Ok, I gotcha. I didn't realize the "attached" image wasnt the same as the one embedded in the post.

Seems like someone copied text and pasted it into the middle of the post text, rather than the end.


----------



## StevenC (Jun 11, 2020)

Neat LACS. Not into Polyphia so probably not interested unless it's MIJ or they do an AZ version instead.


----------



## Shawn (Jun 11, 2020)

I play music said:


> Guy seems to have the same taste as Tosin Abasi. This and the Ibanez TAM look like brothers.
> Totally not my personal style but I kinda like this just like I like the TAM.
> However would probably get the 5000 series 8 string RG over this depending on price.



I actually would take the TAM over this, especially a TAM10WH.


----------



## MaxOfMetal (Jun 11, 2020)

Meh

I do like the neck though.


----------



## Harry (Jun 12, 2020)

I'm gonna agree with Aunt's purse on this one. I wouldn't complain if I won one as a prize or was given one, but I'd never buy that.
They'll make some awkward, tacky looking instrument but wont bother to expand the multiscale 8 line into Premium and Prestige models. C'mon Ibanez.
People need to learn from the Meshuggah signature aesthetics. Classy, understated and looks like it would belong on any stage or situation.


----------



## cardinal (Jun 12, 2020)

I'd prefer to omit the block inlay but generally I still like it a lot.
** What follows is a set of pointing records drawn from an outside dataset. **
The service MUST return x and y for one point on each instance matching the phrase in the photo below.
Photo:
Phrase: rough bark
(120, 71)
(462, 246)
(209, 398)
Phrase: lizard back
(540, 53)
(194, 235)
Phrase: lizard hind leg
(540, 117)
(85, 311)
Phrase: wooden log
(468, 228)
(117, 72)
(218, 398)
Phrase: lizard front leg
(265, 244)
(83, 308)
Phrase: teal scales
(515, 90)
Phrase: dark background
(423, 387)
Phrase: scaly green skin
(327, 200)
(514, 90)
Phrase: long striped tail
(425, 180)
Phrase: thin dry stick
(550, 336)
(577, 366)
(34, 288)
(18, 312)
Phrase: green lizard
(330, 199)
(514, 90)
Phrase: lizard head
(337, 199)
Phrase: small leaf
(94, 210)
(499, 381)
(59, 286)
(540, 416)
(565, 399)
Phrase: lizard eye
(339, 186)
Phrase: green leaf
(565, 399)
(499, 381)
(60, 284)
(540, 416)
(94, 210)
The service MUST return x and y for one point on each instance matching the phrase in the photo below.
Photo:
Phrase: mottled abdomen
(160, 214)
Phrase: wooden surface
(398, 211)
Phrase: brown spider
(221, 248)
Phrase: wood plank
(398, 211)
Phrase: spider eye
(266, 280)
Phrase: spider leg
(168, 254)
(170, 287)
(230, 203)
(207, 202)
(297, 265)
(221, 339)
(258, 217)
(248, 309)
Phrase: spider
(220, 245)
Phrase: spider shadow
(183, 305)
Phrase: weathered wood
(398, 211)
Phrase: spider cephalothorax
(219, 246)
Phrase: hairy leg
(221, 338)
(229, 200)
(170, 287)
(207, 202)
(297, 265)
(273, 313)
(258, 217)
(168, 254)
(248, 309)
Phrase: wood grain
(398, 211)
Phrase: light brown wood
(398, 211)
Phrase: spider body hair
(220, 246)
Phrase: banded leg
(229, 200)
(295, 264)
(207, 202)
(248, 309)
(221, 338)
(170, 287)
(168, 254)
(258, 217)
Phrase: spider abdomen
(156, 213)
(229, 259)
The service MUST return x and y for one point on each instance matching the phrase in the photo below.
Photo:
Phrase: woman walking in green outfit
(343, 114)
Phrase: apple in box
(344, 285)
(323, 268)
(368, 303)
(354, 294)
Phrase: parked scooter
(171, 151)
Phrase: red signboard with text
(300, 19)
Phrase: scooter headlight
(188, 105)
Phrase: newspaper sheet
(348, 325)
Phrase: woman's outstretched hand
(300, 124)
Particuarly if MIJ, I could see myself getting one and swapping the gold to chrome.


----------



## MaxOfMetal (Jun 12, 2020)

You know, the more I see it the more I like it. 
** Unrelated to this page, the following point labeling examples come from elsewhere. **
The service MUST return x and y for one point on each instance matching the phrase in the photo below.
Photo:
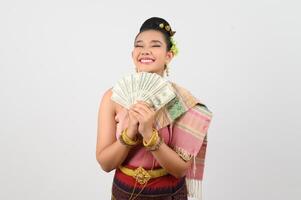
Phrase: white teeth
(146, 61)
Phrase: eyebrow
(153, 41)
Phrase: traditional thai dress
(183, 125)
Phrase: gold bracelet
(153, 140)
(124, 139)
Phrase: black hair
(153, 23)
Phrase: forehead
(149, 35)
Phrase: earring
(166, 69)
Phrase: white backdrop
(241, 58)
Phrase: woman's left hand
(146, 117)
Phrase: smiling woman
(156, 154)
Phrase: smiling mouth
(146, 61)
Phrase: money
(143, 86)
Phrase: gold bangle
(153, 140)
(126, 139)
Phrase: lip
(146, 60)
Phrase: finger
(149, 106)
(141, 109)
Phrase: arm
(110, 153)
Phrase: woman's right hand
(132, 125)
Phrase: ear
(169, 56)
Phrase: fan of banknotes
(143, 86)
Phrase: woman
(156, 154)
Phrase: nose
(145, 51)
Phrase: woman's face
(150, 52)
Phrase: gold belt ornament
(141, 175)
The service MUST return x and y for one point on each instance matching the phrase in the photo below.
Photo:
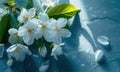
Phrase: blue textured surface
(97, 17)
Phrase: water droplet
(99, 56)
(103, 40)
(10, 62)
(1, 50)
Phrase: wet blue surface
(97, 18)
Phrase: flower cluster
(35, 25)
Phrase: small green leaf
(5, 23)
(63, 10)
(3, 26)
(29, 4)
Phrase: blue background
(97, 18)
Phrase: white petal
(57, 39)
(11, 48)
(61, 22)
(12, 39)
(1, 50)
(20, 19)
(38, 34)
(32, 12)
(43, 51)
(22, 31)
(24, 12)
(44, 67)
(12, 31)
(57, 50)
(29, 40)
(9, 62)
(65, 33)
(43, 17)
(25, 49)
(31, 25)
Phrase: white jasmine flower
(57, 50)
(18, 51)
(10, 62)
(29, 32)
(38, 5)
(49, 2)
(43, 51)
(14, 37)
(26, 15)
(2, 46)
(44, 26)
(44, 66)
(59, 31)
(2, 13)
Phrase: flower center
(29, 31)
(44, 26)
(26, 18)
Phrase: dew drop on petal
(103, 40)
(99, 56)
(1, 50)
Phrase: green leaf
(3, 26)
(29, 4)
(5, 23)
(63, 10)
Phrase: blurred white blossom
(2, 13)
(38, 5)
(14, 37)
(29, 32)
(44, 25)
(10, 62)
(57, 50)
(18, 51)
(58, 30)
(49, 2)
(26, 15)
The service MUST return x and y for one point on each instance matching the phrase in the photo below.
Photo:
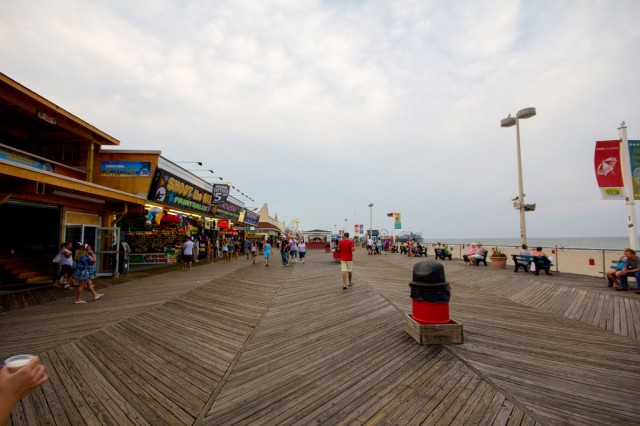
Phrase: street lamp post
(370, 220)
(508, 122)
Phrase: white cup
(17, 361)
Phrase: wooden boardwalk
(244, 344)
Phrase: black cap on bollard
(429, 283)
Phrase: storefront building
(61, 179)
(51, 189)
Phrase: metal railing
(583, 261)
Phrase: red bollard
(430, 293)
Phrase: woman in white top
(302, 250)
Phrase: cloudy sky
(319, 108)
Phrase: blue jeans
(625, 284)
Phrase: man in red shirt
(346, 249)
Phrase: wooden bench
(522, 261)
(543, 263)
(440, 254)
(483, 260)
(467, 259)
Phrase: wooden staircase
(25, 270)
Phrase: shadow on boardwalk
(242, 344)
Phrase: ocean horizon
(615, 243)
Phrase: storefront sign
(125, 168)
(25, 160)
(608, 170)
(220, 193)
(175, 192)
(227, 210)
(250, 218)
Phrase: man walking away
(284, 250)
(346, 249)
(187, 253)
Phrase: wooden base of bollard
(434, 334)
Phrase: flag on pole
(634, 159)
(608, 169)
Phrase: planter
(498, 262)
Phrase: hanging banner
(227, 210)
(634, 157)
(249, 218)
(608, 170)
(219, 193)
(173, 191)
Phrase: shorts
(346, 266)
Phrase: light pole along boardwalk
(243, 344)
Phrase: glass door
(106, 248)
(104, 241)
(73, 233)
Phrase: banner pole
(628, 186)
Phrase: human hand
(16, 384)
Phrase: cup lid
(23, 357)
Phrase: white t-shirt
(64, 260)
(187, 248)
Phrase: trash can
(123, 260)
(430, 293)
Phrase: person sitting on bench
(539, 253)
(612, 279)
(631, 268)
(479, 254)
(472, 251)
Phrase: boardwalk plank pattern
(243, 344)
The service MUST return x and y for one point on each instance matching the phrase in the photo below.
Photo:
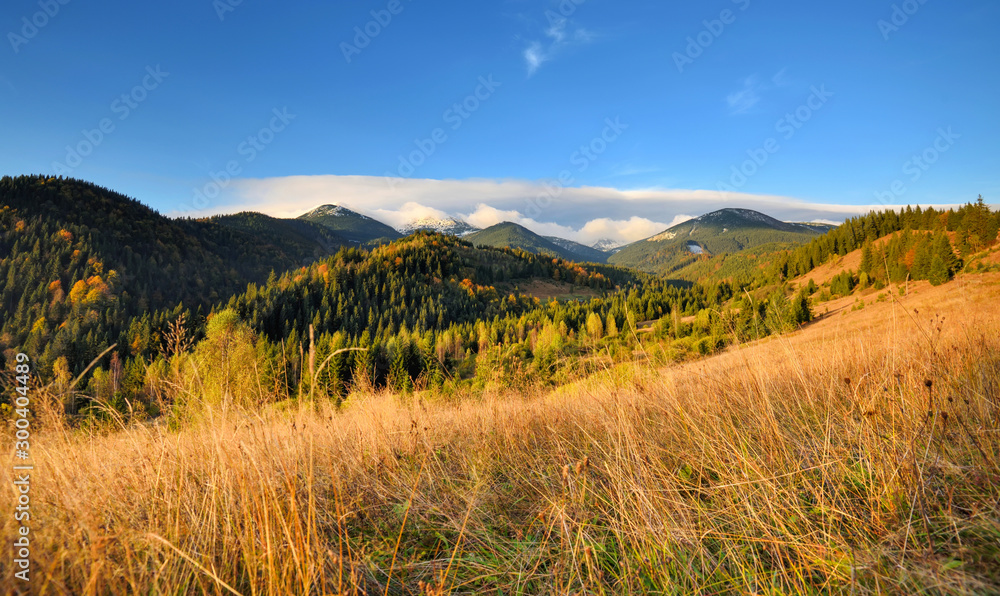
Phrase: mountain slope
(512, 235)
(78, 262)
(304, 240)
(723, 231)
(581, 251)
(350, 225)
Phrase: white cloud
(561, 34)
(741, 101)
(410, 211)
(534, 56)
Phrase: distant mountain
(512, 235)
(582, 251)
(448, 225)
(722, 231)
(350, 225)
(608, 245)
(78, 262)
(305, 240)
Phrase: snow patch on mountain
(449, 225)
(608, 245)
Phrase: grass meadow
(858, 455)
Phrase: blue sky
(615, 111)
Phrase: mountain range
(326, 228)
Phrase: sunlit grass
(839, 459)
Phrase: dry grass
(819, 462)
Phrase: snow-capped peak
(447, 225)
(607, 244)
(334, 211)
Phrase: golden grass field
(858, 455)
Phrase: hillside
(800, 465)
(78, 262)
(306, 240)
(350, 225)
(512, 235)
(581, 252)
(723, 231)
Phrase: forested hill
(424, 282)
(78, 262)
(512, 235)
(723, 231)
I just hate when they do that tacky "pickguard on a rear routed body" thing.


----------



## Veldar (Jun 12, 2020)

IDK I think it looks rad, I'm a big fan of the 'classey' 8 string models that Ibanez can make when they wanna.


----------



## cardinal (Jun 12, 2020)

MaxOfMetal said:


> You know, the more I see it the more I like it.
> 
> I just hate when they do that tacky "pickguard on a rear routed body" thing.



yeah, that's a bit weird. Would rather see it actually front-routed for the pickguard.

...and with a Lo Pro 8...


----------



## MaxOfMetal (Jun 12, 2020)

cardinal said:


> yeah, that's a bit weird. Would rather see it actually front-routed for the pickguard.



Yeah, but then they can't be lazy and use whatever current production 8-string bodies.


----------



## Thaeon (Jun 12, 2020)

Definitely would do a TAM over this guitar. I like the idea of the Wenge neck. I'm also not a huge fan of the black and gold. Chrome would be cool. I'd do copper on matte purple. Gold just looks tacky on guitars to me, and it wears off REALLY fast.


----------



## teamSKDM (Jun 18, 2020)

you can make any rg8 look like this. i personally prefer tortoise shell pickguard color on black guitars.


----------



## r3tr0sp3ct1v3 (Jun 23, 2020)

I doubt this is a production. Probably jst a LACS


----------



## mlp187 (Jun 23, 2020)

Wow that is sexy. I really like it. Just add that to the insurmountable list of guitars I will probably buy and then play once a year.


----------



## Spicypickles (Jun 23, 2020)

I keep coming in here looking for Garfield.


----------



## Kaura (Jun 23, 2020)

I think it looks fine apart from the pickguard and that's just a personal preference. A pickguard on a RG is insta-80´s vibe for me and I don't like it.


----------